We believe it will be increasingly difficult to profitably capture growth in the Canadian market with “strengthened balance sheets” across the sector likely facilitating continued irrational deployment of capital with limited prospects of a shakeout driving the market towards rationality. 

Good News For Canada

First, the good prognostications for the Canadian cannabis market. Stifel worked with Headset data to create its latest report. Headset covers roughly 65% of the Canadian sales market and is a good indicator of the overall health of the industry. Sales in January 2021 were up 106% over 2020, but down 1% from December 2020. This is leading the analysts to forecast that the market will reach over C$4 billion in 2021 sales. The analysts also estimate sales in the adult-use market will double over the next two years reaching C$6 billion before slowing to a high-teens rate of growth.

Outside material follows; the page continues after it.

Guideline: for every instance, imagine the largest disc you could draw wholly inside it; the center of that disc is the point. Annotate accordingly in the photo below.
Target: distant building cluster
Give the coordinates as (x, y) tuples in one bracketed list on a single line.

The analysts also suggested that the second wave of new products hitting the markets will be a boost to the industry. Vapes, edibles, and beverages are new to the Canadian consumer. However, packaging restrictions and THC caps are issues that could prove challenging to producers. Flower, as usual, is the big category leader, unfortunately for producers prices for flower continue to fall. “The deep discount segment represented 46% of dried flower category sales in the three months ending in January, growing 28% over the last three months.”

Lead analyst W. Andrew Carter wrote, “Despite our robust outlook, we outline an increasingly competitive environment and uneven performance by Canadian producers. Latest Headset trends suggest robust growth for HEXO (HEXO.CN; C$8.85; Hold) providing support for our recently revised estimates ahead of F2Q21 on March 18th, softer trends from Aphria (APHA.CN; C$23.01; Hold) suggesting risk to our F3Q21 estimates, January market share gains for Canopy Growth (NASDAQ: CGC); C$42.06; Sell) driven by discount brand Tweed. but also outperformance in Ontario with the company likely placing significant focus on this key customer, and continued declines from Aurora Cannabis (ACB.CN; C$13.25; Sell).”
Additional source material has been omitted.